Antidepressants and Youth

Behavioral Health Update
BHSI Newsletter Vol. 3, No. 1
Bart Main, M.D.

Much attention has been paid in the media recently to the possible adverse effects of antidepressants in youth, especially in regard to suicidal risk. Our clinics have received many questions about this, and so we publish this article of clarification.?


Suicide is the second leading cause of death in youth between 12 and 21 years of age (behind accidents). Of course, suicidal behavior occurs in the context of depression. Depressed youth, medicated or not, are far more likely to think about or attempt suicide than their non-depressed counterparts. But, the more seriously depressed or suicidal a youth is, the more likely he or she is to be prescribed an antidepressant medicine. Therefore, perhaps the prescription of antidepressants is not the cause of suicidal thinking or behavior as much as it is the result of suicidal risk appropriately recognized.

The American Academy of Child and Adolescent Psychiatry (AACAP) reviewed the European literature on which the FDA based the current “black box” warning for antidepressants. Five studies were involved summarizing the treatment of 4000 youths. In the youth who were depressed but not treated with antidepressants the incidence of suicidal thoughts during the study period was 2%. In the medicated depressed youth the incidence was 4%. It is important to note that there were no suicides in either group. The FDA concluded (and the AACAP concurs) that there may be an increase in suicidal thoughts in depressed youth as a result of antidepressant treatment.

Although antidepressants may pose a risk for some depressed youth, it is important that we not lose sight of the fact that untreated depression is far more dangerous, and that antidepressants are one part of effective treatment of depression. In a recent study of 439 depressed adolescents (JAMA, August, 2004), 29 percent had some suicidal thinking prior to treatment, and after a 12 week course of psychotherapy and antidepressant medication that rate dropped to 10%.

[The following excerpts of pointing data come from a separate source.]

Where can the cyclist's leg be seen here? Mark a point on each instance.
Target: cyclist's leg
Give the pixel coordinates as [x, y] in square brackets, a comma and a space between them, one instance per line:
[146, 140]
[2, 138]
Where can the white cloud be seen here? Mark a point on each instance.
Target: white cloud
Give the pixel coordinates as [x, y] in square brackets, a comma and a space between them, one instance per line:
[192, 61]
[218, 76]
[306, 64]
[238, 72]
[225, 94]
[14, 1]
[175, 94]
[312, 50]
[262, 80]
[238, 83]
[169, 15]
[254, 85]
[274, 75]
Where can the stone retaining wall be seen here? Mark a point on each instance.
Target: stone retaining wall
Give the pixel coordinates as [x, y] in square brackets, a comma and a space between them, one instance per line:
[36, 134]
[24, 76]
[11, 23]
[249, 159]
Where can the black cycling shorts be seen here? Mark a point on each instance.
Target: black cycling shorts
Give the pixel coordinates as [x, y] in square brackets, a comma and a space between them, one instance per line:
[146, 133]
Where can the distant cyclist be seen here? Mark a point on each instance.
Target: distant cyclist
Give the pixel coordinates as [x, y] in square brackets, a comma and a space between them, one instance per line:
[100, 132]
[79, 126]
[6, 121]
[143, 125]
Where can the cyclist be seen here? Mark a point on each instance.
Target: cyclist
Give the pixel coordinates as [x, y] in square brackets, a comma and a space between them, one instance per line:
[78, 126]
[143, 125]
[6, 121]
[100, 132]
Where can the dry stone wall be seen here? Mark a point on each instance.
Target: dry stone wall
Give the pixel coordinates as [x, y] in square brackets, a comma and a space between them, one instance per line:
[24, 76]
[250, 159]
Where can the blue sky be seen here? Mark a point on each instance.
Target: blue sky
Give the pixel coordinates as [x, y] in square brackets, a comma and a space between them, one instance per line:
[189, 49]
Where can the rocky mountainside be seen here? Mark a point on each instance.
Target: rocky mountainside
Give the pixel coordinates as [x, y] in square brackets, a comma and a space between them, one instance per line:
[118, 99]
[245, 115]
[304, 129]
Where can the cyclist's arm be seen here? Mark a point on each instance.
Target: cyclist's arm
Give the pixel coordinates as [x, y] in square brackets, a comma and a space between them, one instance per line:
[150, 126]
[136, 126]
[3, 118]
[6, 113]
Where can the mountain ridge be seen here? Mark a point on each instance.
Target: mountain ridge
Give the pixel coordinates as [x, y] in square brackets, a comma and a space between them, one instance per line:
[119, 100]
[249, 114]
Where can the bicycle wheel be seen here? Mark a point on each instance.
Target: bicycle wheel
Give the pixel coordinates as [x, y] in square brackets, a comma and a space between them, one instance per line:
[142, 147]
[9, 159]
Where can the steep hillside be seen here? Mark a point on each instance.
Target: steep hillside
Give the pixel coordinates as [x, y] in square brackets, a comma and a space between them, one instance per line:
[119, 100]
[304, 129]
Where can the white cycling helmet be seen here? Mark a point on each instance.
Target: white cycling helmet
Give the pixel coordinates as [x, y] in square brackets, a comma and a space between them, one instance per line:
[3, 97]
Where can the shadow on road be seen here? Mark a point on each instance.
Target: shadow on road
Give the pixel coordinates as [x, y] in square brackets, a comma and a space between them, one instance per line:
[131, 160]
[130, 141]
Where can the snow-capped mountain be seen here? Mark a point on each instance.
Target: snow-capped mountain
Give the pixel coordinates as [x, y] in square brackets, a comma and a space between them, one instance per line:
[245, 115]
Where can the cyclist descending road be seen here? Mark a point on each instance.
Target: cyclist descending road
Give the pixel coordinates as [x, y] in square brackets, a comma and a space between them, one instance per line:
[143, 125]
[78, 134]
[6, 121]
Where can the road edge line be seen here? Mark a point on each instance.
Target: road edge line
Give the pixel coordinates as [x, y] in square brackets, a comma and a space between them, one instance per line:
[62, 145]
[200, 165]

It has long been known that antidepressants pose special risks to people who have bipolar affective disorder (AKA manic depressive illness). If unaccompanied by a mood stabilizing agent such as lithium, antidepressant medication can stimulate dramatic mood swings in a person who is genetically predisposed to the highs and lows of bipolar illness. When a person experiences the despair of depression and the energy of mania close together in time, the result can be suicidal or other dangerous behavior.

Bipolar disorder is often difficult to recognize in young people, because of the relative brevity of life history. Perhaps a youth with latent bipolar illness has demonstrated depressive symptoms, but has not (yet) shown any tendency toward mania. If that youth is treated with an antidepressant only, the latent manic pole may become actualized.


Those who prescribe antidepressants should be skilled in identifying bipolar potential and early signs of mania.

Frequent monitoring of the response to antidepressants, especially early in treatment, must be part of the contract between the treatment team and the families of depressed youth. School personnel can provide important observations and feedback to parents and care providers.

The AACAP suggests that those prescribing antidepressants to persons under 18 years of age provide written warning to patients' guardians about the potential risks of antidepressants.

In addition to antidepressant medication, treatment of depression in youth typically involves practical problem solving in the life of the youth, and concurrent psychotherapy and/or family therapy. Such a combined approach has proven to be far more robust than medication or psychotherapy alone.